Former un gouvernement au Liban, pays multiconfessionnel par excellence, n'est pas une sinécure. Cette tâche, le jeune premier ministre désigné, Saad Hariri, se l'est vu confier il y a 10 semaines, au lendemain des élections de juin. Hier, exaspéré, il a jeté l'éponge. Survol des enjeux pour le Liban, qui peine à mettre fin à cinq ans de crise politique.

Q Qui est Saad Hariri ?

R Homme d'affaires milliardaire et musulman sunnite, Saad Hariri, 39 ans, est le fils de l'ancien premier ministre libanais Rafic Hariri, assassiné en 2005 lors d'un attentat à la voiture piégée. Après l'attentat qui a plongé le pays dans une crise politique, Saad Hariri est rentré de l'étranger pour diriger le parti créé par son père, le Courant du futur. Il s'est allié à d'autres partis pro-occidentaux pour créer l'Alliance du 14 mars. Cette coalition a remporté haut la main les élections de juin 2009. À la suite de ce scrutin, le président libanais, le chrétien Michel Suleiman, a demandé à Saad Hariri de créer un gouvernement. Selon la Constitution, ce poste revient toujours à un musulman sunnite.

Q Pourquoi Saad Hariri ne réussit-il pas à former un gouvernement ?

R Même si son alliance détient la majorité parlementaire, Saad Hariri ne peut pas pour autant former le gouvernement qu'il entend. Une entente signée avec le Hezbollah en 2008 l'oblige à faire de la place pour l'opposition dans l'exécutif. Selon la proposition d'Hariri, sur les 30 postes de ministres, 15 reviendraient à la majorité parlementaire, 10 à l'opposition contrôlée par le Hezbollah et 5 seraient redistribués par le président Suleiman. La dernière liste qu'Hariri a présentée n'a pas été acceptée par l'opposition.

Q Qu'est-ce qui bloque ?

R Le leader du Hezbollah, Hassan Nasrallah, a ouvertement critiqué les choix de M. Hariri, mais ce serait le politicien chrétien, Michel Aoun, qui aurait fait dérailler les négociations.
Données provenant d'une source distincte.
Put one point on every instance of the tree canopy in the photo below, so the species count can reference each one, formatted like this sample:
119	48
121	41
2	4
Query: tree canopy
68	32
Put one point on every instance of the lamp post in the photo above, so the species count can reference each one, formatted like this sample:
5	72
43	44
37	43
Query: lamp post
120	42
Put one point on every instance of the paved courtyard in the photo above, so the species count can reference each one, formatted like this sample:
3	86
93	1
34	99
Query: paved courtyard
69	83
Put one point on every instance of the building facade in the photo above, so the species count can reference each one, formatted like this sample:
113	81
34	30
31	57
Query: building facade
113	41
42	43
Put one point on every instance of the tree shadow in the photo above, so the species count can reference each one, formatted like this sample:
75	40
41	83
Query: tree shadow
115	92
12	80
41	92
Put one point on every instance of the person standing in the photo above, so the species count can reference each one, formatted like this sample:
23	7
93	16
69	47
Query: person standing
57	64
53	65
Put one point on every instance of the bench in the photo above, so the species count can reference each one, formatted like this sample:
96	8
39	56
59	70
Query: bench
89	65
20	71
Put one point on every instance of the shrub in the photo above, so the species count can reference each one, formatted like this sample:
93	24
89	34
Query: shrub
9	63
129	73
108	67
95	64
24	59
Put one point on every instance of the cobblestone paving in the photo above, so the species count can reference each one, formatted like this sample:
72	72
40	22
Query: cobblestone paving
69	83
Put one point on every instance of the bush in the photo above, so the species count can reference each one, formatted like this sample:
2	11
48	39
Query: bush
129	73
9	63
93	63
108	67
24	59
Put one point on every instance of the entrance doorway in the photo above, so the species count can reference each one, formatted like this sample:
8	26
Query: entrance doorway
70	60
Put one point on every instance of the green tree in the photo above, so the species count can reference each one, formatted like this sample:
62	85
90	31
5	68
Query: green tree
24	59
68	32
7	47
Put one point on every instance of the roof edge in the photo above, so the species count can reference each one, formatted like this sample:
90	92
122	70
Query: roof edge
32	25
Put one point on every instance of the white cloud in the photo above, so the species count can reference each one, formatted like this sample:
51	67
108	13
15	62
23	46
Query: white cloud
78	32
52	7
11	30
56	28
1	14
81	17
Ce dernier, à la tête du plus grand bloc de députés chrétiens au Parlement, veut que son gendre, Gibral Bassil, devienne ministre des Communications. Ce ministère est crucial en ce moment, puisqu'il a juridiction sur des archives qui sont au coeur de l'enquête sur l'assassinat de Rafik Hariri. Puisque la Syrie et le Hezbollah sont soupçonnés d'avoir participé au meurtre, Saad Hariri n'a aucun intérêt à ce que ce ministère soit contrôlé par le clan adverse.

Q Comment la crise politique libanaise s'inscrit-elle dans la dynamique régionale ?

R À travers les luttes de pouvoir au Liban, on distingue la plupart du temps le poids politique d'autres grandes puissances. L'Alliance du 14 mars de Saad Hariri est soutenue par les États-Unis et l'Arabie Saoudite. L'opposition, elle, est très proche de la Syrie et de l'Iran.

Q Que signifie la démission de Saad Hariri pour la suite des choses ?

R Un nouveau premier ministre devra être nommé. Selon Sami Aoun, professeur de sciences politiques à l'Université de Sherbrooke, ce pourrait être de nouveau Saad Hariri, qui pourrait alors décider de nommer un gouvernement de technocrates apolitiques qui géreraient l'État. Ou l'ancien premier ministre Fouad Siniora, pas très apprécié du Hezbollah. Selon M. Aoun, l'impasse politique dans laquelle se trouve le Liban démontre que le système de gouvernance par consensus établi à la fin de la guerre civile, « qui est en fait de la gestion confessionnelle» a atteint ses limites. « Le Liban envoie le message qu'il n'est pas autogouvernable».